La sphygmologie du Keirakuchiryo est comme pour celle de George Soulié de Morant décrite plus tardivement dans ses ouvrages [2,3], un élément central du diagnostic, « base unique de la thérapeutique [4]» qui a pour but fondamental de rééquilibrer les pouls. La puncture superficielle des points recherchés par une palpation soigneuse et précise avec des aiguilles guidées très fines permet ensuite le traitement du déséquilibre de la « racine » qui doit précéder le traitement de la « brindille » symptomatique. On doit même en cours et fin de séance objectiver le changement dans la palpation du pouls ou dans le hara. Il faut noter que l’examen de la langue ne fait pas partie des éléments de diagnostic, comme dans la médecine chinoise et que la palpation à la recherche du point d’acupuncture revêt une importance considérable, car celui-ci peut avoir une situation variable [5]. La technique des quatre aiguilles autorise la régulation « énergétique » par l'utilisation du cycle de domination (ke) et celui d’engendrement (sheng), en fonction de la règle Mère-Fils selon la 69ème difficulté du Nanjing. Soit on tonifie, soit on disperse un élément selon la Loi des Cinq Eléments [6,7]. Une autre possibilité de traitement est juste d’utiliser le point Source du Méridien en déficience. Après l’insertion de l’aiguille, l’acupuncteur vérifie le pouls pour observer un éventuel changement positif. Si la réponse est inadéquate, on puncture le point de tonification ou on revient à la technique des quatre aiguilles.

Il est indéniable comme le fait remarquer Johan Nguyen [3] et dont vous lirez la recension de son ouvrage en fin de revue, qu’il existe de nombreuses similitudes entre l’acuponcture française de Soulié de Morant et l’acupuncture japonaise du Keiraku chiryo. D’ailleurs, il est à noter que Yanagiya Sorei fut reçu en France par le Dr André Duron, membre de l’Association Scientifique des Médecins Acupuncteurs de France (ASMAF), émanation des élèves de Soulié de Morant. Il a observé de ce fait la pratique européenne de l’acupuncture et écrivait d’ailleurs : « En Europe, j’ai remarqué une tendance à vouloir voir dans l’acupuncture et la moxibustion quelque chose de mystique. Mais en réalité elles n’ont aucun rapport avec un mysticisme. L’aspect parfois mystérieux de ces disciplines vient de ce que l’être «  vivant » qu’est l’homme auquel elles sont appliquées, est encore loin d’être dépourvu de tout mystère. Ainsi ces disciplines elles-mêmes qui n’ont rien de mystérieux en leur essence peuvent et doivent être l’objet d’études proprement scientifiques.»[5]. Tout un programme qui peut expliquer notre dualité et penser que la Tradition permet à la Modernité de se construire !

 

Jean-Marc Stéphan


1. Stéphan JM. Abrégé de l’histoire de la médecine chinoise. Acupuncture & Moxibustion. 2011;10(2):138-146.

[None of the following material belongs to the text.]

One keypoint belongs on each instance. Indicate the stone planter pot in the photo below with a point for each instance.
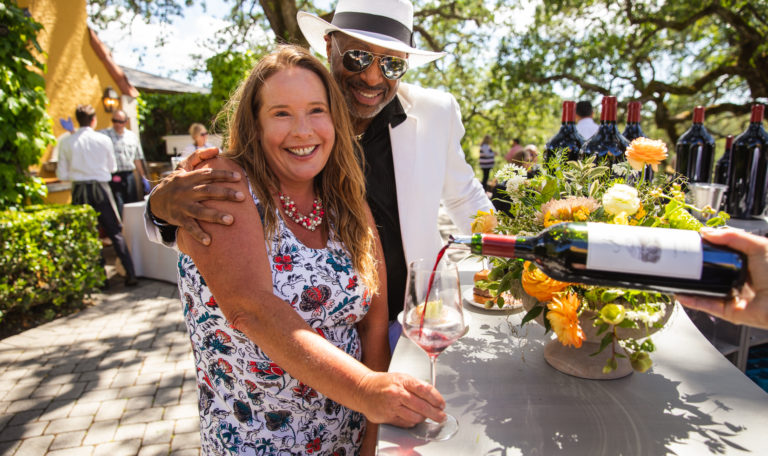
(577, 361)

2Soulié de Morant G. Précis de la vraie acuponcture chinoise. 1ère éd. Mercure de France; 1934.

3Soulié de Morant G. L’Acuponcture Chinoise. Tomes I et II. 1ère éd. Mercure de France; 1939-1941.

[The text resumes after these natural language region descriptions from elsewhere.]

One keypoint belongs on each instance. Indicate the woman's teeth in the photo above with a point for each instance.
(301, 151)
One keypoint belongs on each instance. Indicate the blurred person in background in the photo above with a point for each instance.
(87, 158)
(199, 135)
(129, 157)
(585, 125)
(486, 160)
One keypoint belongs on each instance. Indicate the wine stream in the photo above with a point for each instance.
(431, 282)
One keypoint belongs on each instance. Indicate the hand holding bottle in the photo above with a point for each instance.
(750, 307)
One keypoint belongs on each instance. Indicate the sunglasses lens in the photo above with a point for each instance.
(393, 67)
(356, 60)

4. Nguyen J. La réception de l'acupuncture en France - Une biographie revisitée de George Soulié de Morant (1878-1955). Paris: L'Harmattan; 2012.

5Yanagiya Sorei, trad. Mori A. Les points de puncture dans la médecine chinoise, leur nombre et leurs fonctions. Bulletin de la Société d'acupuncture; 1956;21:18-20.

6. Stéphan JM. Traitement informatique de la théorie des Zi Wu Liu Zhu associée à celle des points saisonniers. Application aux techniques thérapeutiques des Jing Jin, des Jing Bie et à la méthode de Yanagiya Soreï. Méridiens. 1991;93,15-63.

7Duron A. Essai sur l’utilisation pratique des points des 5 éléments selon l’ouvrage de Maître Honma. Bulletin de la Société d'Acupuncture. 1961.42:21-54.